Desire by itself is not wrong. God created us with an innate desire for beauty, discovery, and the desire to grow. The fact that a person has desire is not wrong. No one grows without it.

Eve looked at the fruit. She saw it was pleasant to the eyes. She realized it could satisfy her hunger. She even thought it would make her wise. Were any of those things wrong?  God had given her and Adam all that was in the Garden that was pleasant to the eyes. He had provided for the satisfaction of their hunger by giving them every other thing to eat. As they walked with Him, they would be wise. So, the very things she saw in the fruit were things she already had. Desiring those things was not what was wrong. It was that she went after what she had no right to have. She satisfied those desires outside the means God had given her and Adam. She left what God provided and pursued her own desires. She thought she had a better way.  Her problems were not her desires, but how she went about fulfilling that desire.

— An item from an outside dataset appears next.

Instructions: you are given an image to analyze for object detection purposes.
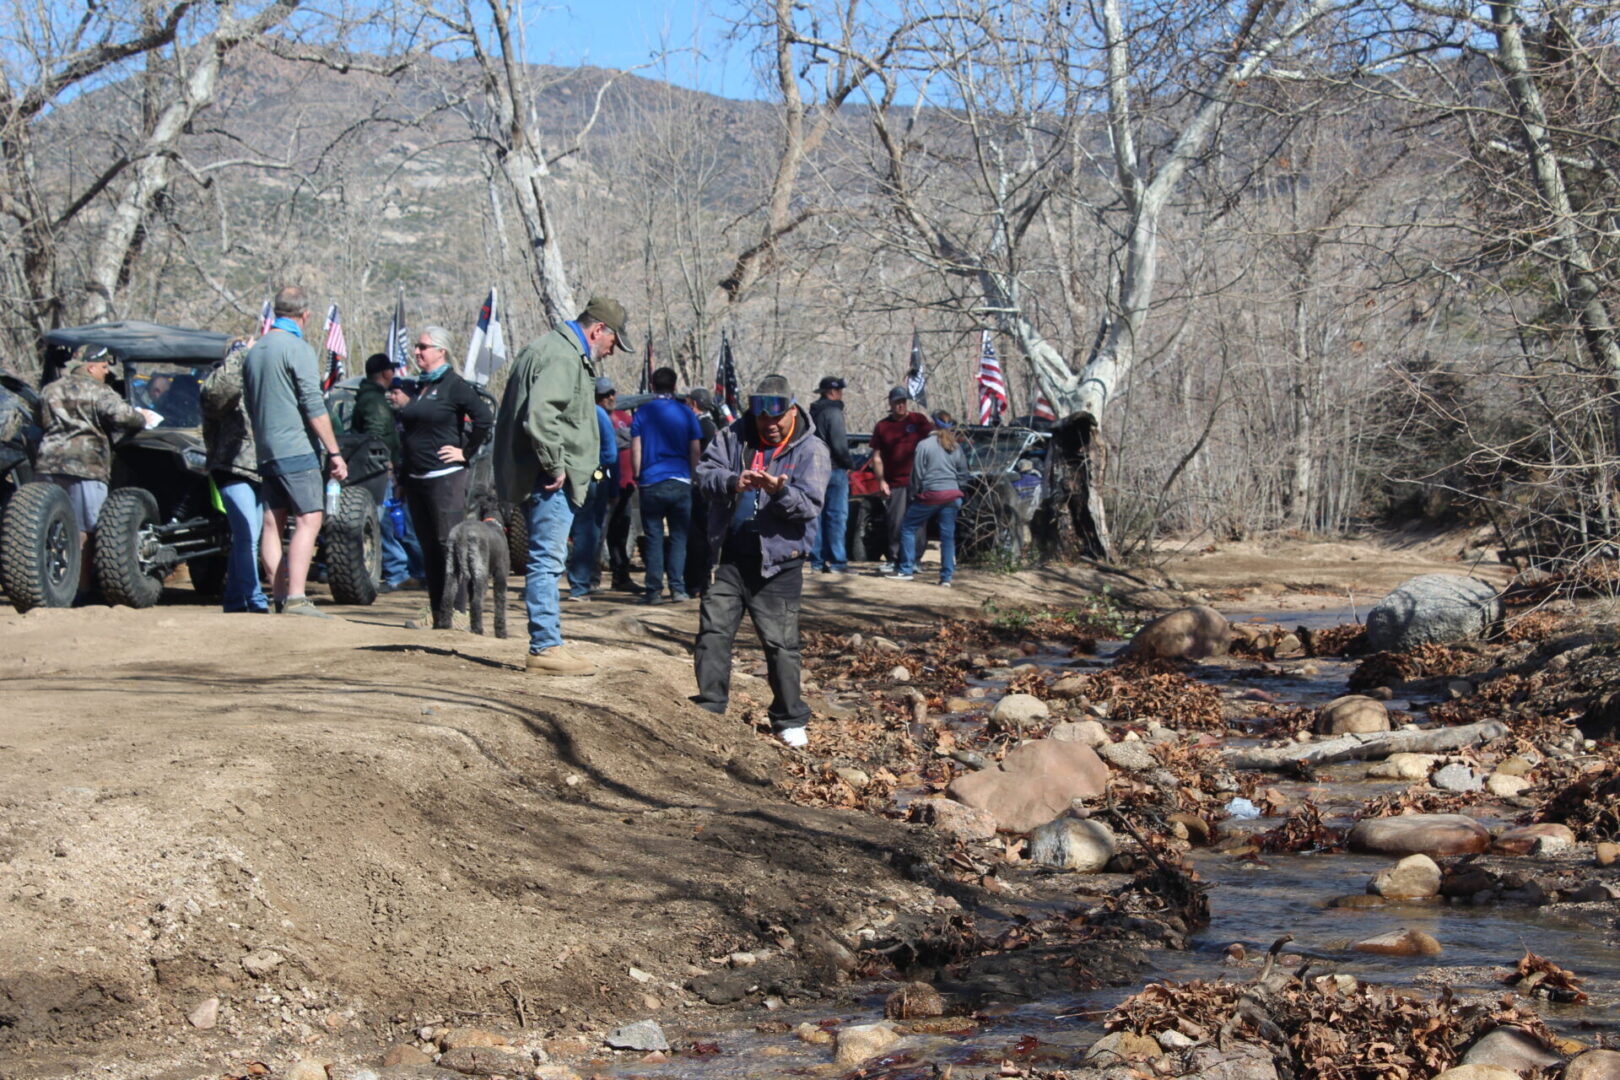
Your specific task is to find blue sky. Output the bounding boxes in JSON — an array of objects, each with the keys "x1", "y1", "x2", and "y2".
[{"x1": 522, "y1": 0, "x2": 764, "y2": 101}]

How do we control those desires? If we are ever going to deal with them successfully, we first must recognize them. If we are blind to the desires that draw us away from God, then we will not be helped. Recognizing that, we must have a greater desire to remove it from our lives.

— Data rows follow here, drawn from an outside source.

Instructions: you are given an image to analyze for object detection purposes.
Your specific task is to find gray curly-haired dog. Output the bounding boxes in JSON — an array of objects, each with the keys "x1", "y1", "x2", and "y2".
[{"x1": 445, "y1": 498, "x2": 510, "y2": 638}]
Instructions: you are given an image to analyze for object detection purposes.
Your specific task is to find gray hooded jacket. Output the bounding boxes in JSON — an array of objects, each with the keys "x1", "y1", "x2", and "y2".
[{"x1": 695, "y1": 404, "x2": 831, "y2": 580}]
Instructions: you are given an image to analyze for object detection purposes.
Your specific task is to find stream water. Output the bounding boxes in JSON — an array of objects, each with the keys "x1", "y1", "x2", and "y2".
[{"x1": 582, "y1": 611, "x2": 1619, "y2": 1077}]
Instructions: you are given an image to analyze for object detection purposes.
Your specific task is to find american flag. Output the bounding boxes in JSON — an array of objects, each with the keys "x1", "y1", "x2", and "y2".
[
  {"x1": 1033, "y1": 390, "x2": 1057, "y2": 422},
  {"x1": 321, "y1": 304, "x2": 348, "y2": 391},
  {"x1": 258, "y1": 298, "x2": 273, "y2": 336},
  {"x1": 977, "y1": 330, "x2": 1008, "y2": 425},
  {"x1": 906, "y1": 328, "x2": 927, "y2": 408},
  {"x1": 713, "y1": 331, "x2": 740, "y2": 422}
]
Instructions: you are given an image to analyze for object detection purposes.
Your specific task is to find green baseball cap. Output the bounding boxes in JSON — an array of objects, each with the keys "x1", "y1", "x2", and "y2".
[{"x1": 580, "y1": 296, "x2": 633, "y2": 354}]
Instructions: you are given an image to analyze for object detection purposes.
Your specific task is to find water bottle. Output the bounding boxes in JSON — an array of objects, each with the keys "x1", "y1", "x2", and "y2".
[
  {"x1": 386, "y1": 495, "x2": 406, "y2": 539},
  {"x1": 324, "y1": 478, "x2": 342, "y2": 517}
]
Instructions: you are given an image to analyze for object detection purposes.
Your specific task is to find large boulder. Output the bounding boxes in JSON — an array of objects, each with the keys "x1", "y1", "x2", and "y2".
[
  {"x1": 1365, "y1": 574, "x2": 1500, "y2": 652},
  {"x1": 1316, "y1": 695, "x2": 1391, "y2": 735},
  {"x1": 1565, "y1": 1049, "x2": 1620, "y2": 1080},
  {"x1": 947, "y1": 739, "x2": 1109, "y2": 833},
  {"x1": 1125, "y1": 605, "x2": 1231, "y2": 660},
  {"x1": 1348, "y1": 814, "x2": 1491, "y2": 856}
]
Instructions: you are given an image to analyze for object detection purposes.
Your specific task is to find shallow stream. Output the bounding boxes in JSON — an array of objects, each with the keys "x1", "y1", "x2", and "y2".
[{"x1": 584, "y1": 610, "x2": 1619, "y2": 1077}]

Next, we must see Satan for who he is. He is a liar and murderer. He has been that way since the beginning. He desires nothing for our good. All we are to him is a disposable commodity. He uses us, wads us up and throws us away once he is done with us.

We must also have a greater desire to please the Father than to please the adversary. Jesus did all things “always” that pleased the Father. We must have greater love for the Father and His will than the world. If the love of the world dominates my desire, the love of the Father is not in me (1 John 2:15-17). Whatever separates me from my Father must be removed. Even at great personal cost (Matt. 5:29).

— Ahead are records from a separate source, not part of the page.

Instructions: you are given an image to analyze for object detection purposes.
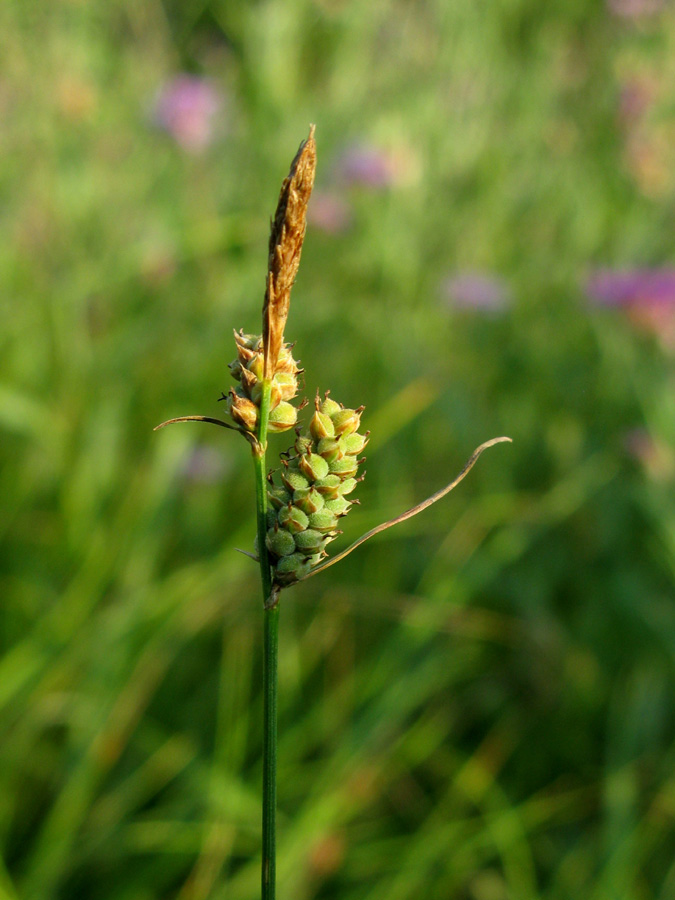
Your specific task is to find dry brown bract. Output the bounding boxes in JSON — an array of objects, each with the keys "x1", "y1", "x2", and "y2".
[{"x1": 262, "y1": 125, "x2": 317, "y2": 382}]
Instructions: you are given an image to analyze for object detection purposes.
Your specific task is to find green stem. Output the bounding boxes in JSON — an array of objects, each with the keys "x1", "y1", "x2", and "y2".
[
  {"x1": 261, "y1": 602, "x2": 278, "y2": 899},
  {"x1": 253, "y1": 381, "x2": 278, "y2": 900}
]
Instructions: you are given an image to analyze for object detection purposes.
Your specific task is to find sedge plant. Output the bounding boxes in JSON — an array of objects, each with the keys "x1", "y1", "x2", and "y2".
[{"x1": 156, "y1": 126, "x2": 511, "y2": 900}]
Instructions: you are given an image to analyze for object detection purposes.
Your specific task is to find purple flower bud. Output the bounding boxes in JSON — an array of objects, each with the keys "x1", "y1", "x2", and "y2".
[
  {"x1": 336, "y1": 143, "x2": 395, "y2": 188},
  {"x1": 440, "y1": 272, "x2": 510, "y2": 313},
  {"x1": 181, "y1": 446, "x2": 227, "y2": 484},
  {"x1": 586, "y1": 267, "x2": 675, "y2": 348},
  {"x1": 153, "y1": 75, "x2": 223, "y2": 153},
  {"x1": 586, "y1": 268, "x2": 675, "y2": 308},
  {"x1": 607, "y1": 0, "x2": 665, "y2": 18},
  {"x1": 308, "y1": 191, "x2": 353, "y2": 234},
  {"x1": 623, "y1": 428, "x2": 674, "y2": 480},
  {"x1": 618, "y1": 79, "x2": 655, "y2": 126}
]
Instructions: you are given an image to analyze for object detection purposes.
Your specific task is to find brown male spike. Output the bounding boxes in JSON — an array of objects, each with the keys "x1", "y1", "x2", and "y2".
[{"x1": 262, "y1": 125, "x2": 317, "y2": 382}]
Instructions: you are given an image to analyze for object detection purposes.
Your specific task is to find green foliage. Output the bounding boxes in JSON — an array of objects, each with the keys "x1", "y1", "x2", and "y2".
[{"x1": 2, "y1": 1, "x2": 675, "y2": 898}]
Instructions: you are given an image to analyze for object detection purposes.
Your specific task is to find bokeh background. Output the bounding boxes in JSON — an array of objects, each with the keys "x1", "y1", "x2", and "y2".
[{"x1": 3, "y1": 1, "x2": 675, "y2": 898}]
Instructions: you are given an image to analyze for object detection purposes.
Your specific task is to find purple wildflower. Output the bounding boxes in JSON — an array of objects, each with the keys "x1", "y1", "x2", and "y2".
[
  {"x1": 586, "y1": 268, "x2": 675, "y2": 307},
  {"x1": 587, "y1": 267, "x2": 675, "y2": 349},
  {"x1": 336, "y1": 143, "x2": 395, "y2": 189},
  {"x1": 307, "y1": 191, "x2": 352, "y2": 235},
  {"x1": 154, "y1": 75, "x2": 222, "y2": 153},
  {"x1": 623, "y1": 428, "x2": 674, "y2": 480},
  {"x1": 182, "y1": 446, "x2": 228, "y2": 484},
  {"x1": 440, "y1": 272, "x2": 510, "y2": 313},
  {"x1": 607, "y1": 0, "x2": 665, "y2": 17},
  {"x1": 624, "y1": 428, "x2": 655, "y2": 462},
  {"x1": 617, "y1": 78, "x2": 655, "y2": 126}
]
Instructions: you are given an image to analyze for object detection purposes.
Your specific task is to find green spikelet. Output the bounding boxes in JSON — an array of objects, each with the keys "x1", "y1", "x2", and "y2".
[
  {"x1": 263, "y1": 392, "x2": 368, "y2": 585},
  {"x1": 226, "y1": 329, "x2": 302, "y2": 433}
]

Finally, whether we seek God or not is a matter of choice. As creatures made in the image of our Creator, we have a natural desire for God. But we may fail to acknowledge our need for Him, and even if we acknowledge our need, we may fail to do anything about it. Seeking God is not an automatic process; it requires both deliberation and decisiveness on our part.

We must see that our deepest need is for God, and then we must seek the fulfillment of that need in God alone. The first of these is perhaps the hardest to do. On the surface, we seem to desire so many more visible and more immediate things, that it’s hard to understand how deeply we need God. But deeper than all our other wants is this ultimate desire: our longing for God. We long for Him because we were created for Him, and when we honestly and humbly recognize the importance of this need, then we are ready to seek God. We must devote ourselves wholeheartedly to finding Him. Our most fervent hope is to come into His presence and enjoy His fellowship.